Metadata-Version: 2.1
Name: opendatablend
Version: 1.2.2
Summary: The fastest way to get data from the Open Data Blend Dataset API
Home-page: https://github.com/opendatablend/opendatablend-py
Author: Open Data Blend
Author-email: info@opendatablend.io
Project-URL: Bug Tracker, https://github.com/opendatablend/opendatablend-py/issues
Classifier: Programming Language :: Python :: 3
Classifier: License :: OSI Approved :: MIT License
Classifier: Operating System :: OS Independent
Requires-Python: >=3.7
Description-Content-Type: text/markdown
License-File: LICENSE

![alt text](https://raw.githubusercontent.com/opendatablend/opendatablend-py/master/images/odblogo.png "Open Data Blend")

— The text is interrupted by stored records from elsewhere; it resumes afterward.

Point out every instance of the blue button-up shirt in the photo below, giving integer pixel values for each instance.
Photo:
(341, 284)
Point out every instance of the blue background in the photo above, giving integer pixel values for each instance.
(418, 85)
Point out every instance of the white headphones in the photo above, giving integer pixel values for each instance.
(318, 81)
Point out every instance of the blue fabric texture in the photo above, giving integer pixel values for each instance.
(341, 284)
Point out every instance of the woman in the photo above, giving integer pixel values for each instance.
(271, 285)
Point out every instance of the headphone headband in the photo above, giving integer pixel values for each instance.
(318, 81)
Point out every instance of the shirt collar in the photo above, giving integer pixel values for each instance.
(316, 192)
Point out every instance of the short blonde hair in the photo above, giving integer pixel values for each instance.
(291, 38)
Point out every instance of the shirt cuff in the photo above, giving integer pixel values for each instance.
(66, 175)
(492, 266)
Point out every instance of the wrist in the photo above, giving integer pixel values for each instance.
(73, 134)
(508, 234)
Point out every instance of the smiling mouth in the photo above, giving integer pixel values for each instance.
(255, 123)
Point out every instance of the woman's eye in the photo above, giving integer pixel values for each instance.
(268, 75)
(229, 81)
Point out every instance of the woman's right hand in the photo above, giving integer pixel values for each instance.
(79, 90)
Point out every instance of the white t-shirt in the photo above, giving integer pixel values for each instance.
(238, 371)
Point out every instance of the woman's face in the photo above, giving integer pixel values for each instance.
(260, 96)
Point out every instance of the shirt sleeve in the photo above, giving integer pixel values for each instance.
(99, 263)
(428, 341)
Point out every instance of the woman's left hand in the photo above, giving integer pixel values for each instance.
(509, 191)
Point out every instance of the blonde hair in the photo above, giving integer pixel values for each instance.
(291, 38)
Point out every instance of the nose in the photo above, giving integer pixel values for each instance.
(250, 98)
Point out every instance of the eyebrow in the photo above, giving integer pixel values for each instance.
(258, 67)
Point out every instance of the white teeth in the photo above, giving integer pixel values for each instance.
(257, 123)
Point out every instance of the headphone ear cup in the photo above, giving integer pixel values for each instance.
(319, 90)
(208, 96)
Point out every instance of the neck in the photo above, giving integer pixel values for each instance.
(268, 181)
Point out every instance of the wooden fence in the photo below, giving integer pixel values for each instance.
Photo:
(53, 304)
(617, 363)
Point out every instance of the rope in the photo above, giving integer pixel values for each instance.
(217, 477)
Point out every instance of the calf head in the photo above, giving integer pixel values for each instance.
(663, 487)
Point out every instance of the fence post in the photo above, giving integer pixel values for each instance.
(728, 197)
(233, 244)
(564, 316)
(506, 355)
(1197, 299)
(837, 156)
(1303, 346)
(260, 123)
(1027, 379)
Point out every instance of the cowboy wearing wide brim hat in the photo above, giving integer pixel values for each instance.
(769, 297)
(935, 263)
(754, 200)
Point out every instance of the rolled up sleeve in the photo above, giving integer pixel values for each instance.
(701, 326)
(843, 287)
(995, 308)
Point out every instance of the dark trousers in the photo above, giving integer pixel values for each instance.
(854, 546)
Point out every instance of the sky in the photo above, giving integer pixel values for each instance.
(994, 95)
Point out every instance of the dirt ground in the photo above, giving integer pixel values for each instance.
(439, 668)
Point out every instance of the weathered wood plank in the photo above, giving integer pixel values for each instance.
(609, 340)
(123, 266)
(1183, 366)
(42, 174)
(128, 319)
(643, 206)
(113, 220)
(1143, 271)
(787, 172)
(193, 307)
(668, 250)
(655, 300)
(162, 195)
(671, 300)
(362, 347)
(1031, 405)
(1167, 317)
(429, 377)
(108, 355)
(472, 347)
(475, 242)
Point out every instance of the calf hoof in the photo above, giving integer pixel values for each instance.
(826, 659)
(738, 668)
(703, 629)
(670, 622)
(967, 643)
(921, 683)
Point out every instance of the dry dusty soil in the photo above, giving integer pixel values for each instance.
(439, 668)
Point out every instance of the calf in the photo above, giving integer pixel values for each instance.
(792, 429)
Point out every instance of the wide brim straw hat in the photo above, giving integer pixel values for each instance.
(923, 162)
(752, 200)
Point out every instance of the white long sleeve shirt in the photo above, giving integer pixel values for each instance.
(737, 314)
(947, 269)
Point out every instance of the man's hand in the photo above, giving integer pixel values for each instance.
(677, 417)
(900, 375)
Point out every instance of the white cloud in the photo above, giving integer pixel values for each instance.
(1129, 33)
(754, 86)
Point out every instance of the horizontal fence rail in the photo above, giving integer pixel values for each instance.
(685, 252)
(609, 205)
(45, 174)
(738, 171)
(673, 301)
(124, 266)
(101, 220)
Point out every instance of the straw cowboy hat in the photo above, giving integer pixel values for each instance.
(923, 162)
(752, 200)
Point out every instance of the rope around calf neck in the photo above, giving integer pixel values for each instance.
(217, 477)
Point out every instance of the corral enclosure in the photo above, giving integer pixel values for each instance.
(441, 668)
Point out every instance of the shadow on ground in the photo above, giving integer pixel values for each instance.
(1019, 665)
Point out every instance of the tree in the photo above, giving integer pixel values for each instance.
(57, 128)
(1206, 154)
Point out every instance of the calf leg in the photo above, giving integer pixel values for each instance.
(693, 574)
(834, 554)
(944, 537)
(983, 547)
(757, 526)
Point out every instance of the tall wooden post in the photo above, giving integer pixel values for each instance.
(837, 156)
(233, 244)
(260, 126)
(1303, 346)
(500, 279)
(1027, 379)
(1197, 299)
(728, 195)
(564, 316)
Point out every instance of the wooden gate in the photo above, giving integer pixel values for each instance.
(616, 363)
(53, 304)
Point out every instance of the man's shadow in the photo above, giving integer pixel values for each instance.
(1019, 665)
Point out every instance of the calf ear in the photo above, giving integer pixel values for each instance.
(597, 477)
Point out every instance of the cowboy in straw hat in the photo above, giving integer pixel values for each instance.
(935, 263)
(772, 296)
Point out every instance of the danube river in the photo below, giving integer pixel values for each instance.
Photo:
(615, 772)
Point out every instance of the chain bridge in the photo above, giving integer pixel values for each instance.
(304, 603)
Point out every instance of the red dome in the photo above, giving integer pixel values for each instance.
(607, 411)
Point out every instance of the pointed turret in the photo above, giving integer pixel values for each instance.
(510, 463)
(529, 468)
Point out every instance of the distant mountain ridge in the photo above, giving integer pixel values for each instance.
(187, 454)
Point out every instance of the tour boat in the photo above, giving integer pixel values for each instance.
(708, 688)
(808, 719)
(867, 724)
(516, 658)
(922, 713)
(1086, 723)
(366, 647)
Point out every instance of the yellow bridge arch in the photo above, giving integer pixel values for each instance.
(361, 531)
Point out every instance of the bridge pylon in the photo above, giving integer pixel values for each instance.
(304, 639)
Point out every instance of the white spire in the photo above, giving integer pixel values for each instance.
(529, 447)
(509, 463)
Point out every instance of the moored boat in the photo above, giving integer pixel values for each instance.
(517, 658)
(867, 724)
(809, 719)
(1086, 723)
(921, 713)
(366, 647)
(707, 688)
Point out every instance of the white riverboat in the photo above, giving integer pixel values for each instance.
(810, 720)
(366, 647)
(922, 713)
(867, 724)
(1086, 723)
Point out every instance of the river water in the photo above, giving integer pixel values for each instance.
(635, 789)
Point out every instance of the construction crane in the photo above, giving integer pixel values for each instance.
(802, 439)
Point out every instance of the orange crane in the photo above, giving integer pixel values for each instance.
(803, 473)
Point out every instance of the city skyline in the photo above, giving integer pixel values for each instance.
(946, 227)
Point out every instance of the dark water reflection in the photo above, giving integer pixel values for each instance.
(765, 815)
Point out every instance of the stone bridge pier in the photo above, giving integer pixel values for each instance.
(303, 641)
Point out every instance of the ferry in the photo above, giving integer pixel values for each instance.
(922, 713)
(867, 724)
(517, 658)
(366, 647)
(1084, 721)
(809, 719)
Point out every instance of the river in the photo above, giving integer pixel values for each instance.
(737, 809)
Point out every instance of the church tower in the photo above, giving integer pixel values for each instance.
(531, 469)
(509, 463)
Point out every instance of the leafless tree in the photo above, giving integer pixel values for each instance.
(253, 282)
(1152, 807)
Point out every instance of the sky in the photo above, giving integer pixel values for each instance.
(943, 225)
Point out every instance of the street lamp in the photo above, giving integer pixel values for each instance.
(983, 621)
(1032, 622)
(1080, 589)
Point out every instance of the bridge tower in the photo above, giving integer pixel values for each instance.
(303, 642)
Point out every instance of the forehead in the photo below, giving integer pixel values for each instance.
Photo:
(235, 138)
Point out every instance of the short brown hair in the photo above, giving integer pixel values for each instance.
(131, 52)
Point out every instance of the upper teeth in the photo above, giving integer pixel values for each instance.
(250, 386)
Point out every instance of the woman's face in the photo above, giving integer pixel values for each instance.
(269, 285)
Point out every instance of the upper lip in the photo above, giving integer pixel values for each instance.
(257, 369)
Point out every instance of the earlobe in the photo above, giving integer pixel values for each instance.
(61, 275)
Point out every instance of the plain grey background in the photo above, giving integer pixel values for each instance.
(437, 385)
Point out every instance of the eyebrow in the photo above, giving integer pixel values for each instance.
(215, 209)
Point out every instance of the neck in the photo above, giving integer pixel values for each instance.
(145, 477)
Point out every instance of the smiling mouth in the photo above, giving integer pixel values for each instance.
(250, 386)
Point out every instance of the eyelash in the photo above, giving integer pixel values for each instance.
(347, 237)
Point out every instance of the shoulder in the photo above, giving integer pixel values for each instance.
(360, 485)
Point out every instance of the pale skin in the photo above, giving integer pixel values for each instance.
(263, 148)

# Open Data Blend for Python

Open Data Blend for Python is the fastest way to get data from the Open Data Blend Dataset API. It is a lightweight, easy-to-use extract and load (EL) tool.

It has a single function called `get_data` that can be used to get any data file belonging to an Open Data Blend dataset. The function transparently downloads and caches the data locally or in cloud storage, mirroring the same folder hierarchy as on the remote server. It also caches a copy of the dataset metadata file (datapackage.json) at the point that the data file request is made. The cache is persistent which means the files will be kept until they are deleted.

The versioned dataset metadata can be used to re-download a specific version of a data file (sometimes referred to as 'time travel'). You can learn more about how we version our datasets in the [Open Data Blend Docs](https://docs.opendatablend.io/open-data-blend-datasets/dataset-snapshots).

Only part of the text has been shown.